Valeant Has Tons of Upside Potential

Jordo is a member of The Motley Fool Blog Network -- entries represent the personal opinion of the blogger and are not formally edited.

Valeant (NYSE: VRX) is a strong buy posting four straight positive earnings.  Valeant Pharmaceuticals is a specialty drug company developing products in the areas of neurology, dermatology and branded generics.  One of its strongest drugs is Wellbutrin XL to treat depressive disorders.  Xenazine, for the treatment of chorea associated with Huntington’s disease, is another great product produced by this company.

Other drugs in its arsenal are CeraVe to rebuild and repair skin barrier and Kinerase, a cosmetic product.  The company was founded in 1960 and was formerly known as Biovail Corporation.  The name is now Valeant Pharmaceuticals International changing in September 2010.  It is headquartered in Montreal, Canada.

In early May, Valeant reported revenues of $856 million, up from $565 million reported a year ago.  This was a whopping 55% increase.  Evaluating the price and consensus charts show a stock that was ahead of estimates throughout most of 2010 and 2011.  This is a good indication that the stock will likely continue on a higher trend for several quarters.
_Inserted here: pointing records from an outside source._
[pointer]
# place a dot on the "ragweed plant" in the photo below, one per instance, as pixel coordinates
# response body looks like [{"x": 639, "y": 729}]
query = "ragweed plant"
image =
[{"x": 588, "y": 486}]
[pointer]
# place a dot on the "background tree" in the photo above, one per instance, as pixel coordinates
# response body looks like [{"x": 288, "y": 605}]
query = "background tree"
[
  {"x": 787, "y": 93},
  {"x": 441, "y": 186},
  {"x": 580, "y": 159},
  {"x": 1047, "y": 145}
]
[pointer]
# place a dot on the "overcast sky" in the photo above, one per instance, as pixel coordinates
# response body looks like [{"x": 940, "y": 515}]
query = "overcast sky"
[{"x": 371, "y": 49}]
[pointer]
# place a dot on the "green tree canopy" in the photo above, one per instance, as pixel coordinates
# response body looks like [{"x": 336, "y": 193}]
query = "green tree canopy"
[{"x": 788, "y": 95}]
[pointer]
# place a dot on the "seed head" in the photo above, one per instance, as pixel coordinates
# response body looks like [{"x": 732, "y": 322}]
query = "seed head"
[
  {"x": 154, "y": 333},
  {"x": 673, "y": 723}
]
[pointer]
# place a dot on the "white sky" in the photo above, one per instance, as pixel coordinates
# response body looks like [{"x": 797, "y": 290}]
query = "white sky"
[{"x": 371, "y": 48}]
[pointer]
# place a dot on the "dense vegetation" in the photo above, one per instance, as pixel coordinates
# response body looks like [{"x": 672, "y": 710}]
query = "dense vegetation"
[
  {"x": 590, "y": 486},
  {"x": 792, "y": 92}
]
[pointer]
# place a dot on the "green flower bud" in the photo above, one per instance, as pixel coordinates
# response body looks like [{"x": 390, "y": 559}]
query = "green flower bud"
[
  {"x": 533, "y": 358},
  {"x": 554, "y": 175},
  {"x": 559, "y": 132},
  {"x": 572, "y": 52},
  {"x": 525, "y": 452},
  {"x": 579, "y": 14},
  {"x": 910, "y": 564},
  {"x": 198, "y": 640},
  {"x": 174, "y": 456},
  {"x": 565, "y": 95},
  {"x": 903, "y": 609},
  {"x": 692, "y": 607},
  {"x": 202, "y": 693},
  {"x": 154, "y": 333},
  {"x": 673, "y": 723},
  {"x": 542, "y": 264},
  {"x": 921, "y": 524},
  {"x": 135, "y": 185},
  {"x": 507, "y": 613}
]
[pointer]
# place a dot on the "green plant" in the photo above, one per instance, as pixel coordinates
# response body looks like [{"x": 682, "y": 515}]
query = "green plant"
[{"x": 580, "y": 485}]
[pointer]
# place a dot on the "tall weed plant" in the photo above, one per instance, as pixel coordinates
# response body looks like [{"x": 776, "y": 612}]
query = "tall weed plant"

Valeant’s market cap sits at about $16.23 billion. Shares trade at an average of $47.1 with a P/E ratio of 15.9 and P/S ratio of 6.6.  While this stock year to date is lagging the S&P 500 advancing just over 2% compared to the S&P 500’s rise of just under 5%, there appears to be some insiders who feel optimistic about the company. 

Valeant seems to be outperforming on many levels.  Shares are trading at 10-11 forward P/E and 3.6 P/B.  This stock is a discount to the averages of 12.1 and 4.3 if comparing to its peers in the pharmaceuticals industry.  Decline in shares being off of the highs in May is probably due to the market mayhem in May, and insider buying could be noteworthy and worth a further look.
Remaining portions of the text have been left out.